12. I have a job interview on Wednesday. Maaad random, I think I applied to this job months ago, I don’t even remember, and I don’t know why I did because I’m completely unqualified for the position. It requires a master’s degree and experience, both of which I have none. I also do not have interview clothes. I went though my whole pathetic wardrobe trying to piece something together that looked professional after spending 5 years wearing jeans/yoga pants, tshirts and chucks every day. I found two pairs of dress pants from high school 12 year ago.  They were flared! LOL. Oh my God it was so terrible. I have flared pants, who the fuck still wears flared pants. One pair, in addition to being flared, are at least 2-3 sizes too small. Once upon a time they were huge on me. I can’t even button them up now.

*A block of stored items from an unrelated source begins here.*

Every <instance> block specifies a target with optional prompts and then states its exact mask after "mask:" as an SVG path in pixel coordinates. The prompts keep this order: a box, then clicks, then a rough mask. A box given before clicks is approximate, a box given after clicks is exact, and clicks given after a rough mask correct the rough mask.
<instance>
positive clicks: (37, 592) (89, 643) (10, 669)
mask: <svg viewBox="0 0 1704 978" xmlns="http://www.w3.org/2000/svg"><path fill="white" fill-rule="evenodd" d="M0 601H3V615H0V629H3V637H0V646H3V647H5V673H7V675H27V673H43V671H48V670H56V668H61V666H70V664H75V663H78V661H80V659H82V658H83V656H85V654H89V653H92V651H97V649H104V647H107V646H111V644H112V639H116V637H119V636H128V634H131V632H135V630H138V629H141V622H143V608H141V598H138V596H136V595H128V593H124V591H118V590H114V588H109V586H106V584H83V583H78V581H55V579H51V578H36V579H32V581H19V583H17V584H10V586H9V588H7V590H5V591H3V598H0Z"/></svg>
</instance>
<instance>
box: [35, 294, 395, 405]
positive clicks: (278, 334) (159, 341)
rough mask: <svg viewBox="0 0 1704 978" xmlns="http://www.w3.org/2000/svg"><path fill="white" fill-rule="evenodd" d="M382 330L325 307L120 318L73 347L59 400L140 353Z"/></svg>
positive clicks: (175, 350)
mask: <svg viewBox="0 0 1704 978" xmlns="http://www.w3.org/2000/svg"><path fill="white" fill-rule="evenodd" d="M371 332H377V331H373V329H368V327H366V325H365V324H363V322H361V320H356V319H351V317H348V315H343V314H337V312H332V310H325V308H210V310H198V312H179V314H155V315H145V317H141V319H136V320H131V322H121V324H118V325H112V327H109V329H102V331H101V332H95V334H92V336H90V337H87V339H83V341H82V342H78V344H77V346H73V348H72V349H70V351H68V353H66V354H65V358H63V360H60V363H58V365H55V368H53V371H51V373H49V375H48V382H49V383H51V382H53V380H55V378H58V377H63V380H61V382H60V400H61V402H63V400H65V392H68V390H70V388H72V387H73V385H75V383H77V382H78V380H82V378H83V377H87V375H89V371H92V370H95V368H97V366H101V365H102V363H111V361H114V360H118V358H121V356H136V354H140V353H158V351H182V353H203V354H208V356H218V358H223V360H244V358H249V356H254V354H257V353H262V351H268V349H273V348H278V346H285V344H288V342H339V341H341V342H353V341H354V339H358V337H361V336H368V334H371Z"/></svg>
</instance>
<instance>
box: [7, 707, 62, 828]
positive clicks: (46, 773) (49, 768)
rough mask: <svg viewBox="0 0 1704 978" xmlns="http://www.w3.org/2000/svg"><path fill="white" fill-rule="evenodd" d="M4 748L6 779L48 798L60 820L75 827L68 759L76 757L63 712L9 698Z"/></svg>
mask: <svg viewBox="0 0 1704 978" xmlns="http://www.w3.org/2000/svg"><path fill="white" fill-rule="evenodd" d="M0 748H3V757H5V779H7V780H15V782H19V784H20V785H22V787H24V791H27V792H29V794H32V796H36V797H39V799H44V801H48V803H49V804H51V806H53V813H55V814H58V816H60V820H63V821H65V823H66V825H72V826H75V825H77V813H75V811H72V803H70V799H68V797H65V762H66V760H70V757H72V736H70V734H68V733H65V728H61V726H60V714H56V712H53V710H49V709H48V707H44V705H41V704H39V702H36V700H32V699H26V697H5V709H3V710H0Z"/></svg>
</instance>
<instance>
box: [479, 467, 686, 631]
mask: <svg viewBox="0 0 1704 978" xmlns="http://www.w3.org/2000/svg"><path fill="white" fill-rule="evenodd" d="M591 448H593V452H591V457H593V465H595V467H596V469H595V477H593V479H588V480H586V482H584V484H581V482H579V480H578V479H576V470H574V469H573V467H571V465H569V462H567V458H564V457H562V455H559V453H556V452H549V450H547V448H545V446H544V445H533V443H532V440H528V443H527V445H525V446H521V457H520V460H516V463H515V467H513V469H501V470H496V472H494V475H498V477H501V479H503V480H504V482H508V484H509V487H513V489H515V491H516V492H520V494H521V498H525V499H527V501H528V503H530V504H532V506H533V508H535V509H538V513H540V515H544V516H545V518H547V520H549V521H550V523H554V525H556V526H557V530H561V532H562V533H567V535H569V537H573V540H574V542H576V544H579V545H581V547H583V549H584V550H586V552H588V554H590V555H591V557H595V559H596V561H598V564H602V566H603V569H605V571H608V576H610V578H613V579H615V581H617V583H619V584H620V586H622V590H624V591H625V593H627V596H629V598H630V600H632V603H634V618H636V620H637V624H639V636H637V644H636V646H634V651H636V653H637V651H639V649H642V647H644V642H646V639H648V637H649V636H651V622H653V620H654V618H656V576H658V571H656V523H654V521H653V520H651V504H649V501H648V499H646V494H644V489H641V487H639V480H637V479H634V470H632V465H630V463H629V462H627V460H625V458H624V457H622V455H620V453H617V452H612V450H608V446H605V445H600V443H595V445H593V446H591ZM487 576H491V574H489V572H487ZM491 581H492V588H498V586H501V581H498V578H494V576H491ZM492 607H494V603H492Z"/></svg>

Is it inappropriate to wear leggings to an interview?

I’m not too emotionally invested in this interview, because I honestly am not qualified at all and I know it and accept it. But I will go in there and do my best and hope for the best.

….

All in all life is life. I feel like everything’s up in the air and I’m constantly trying to improve. After this semester I have 2 more semesters until I graduate, God willing. I am still determined to find a new job and a new home that is comfortable. I’m going to start actively attempting to date when my brain and life are less chaotic. I hope to find a new Mister this year, or at least have some fucking fun! I’m still trying to decide if I want to slut it up or settle down. We’ll see. In the meantime, I’ve got this damn biology homework.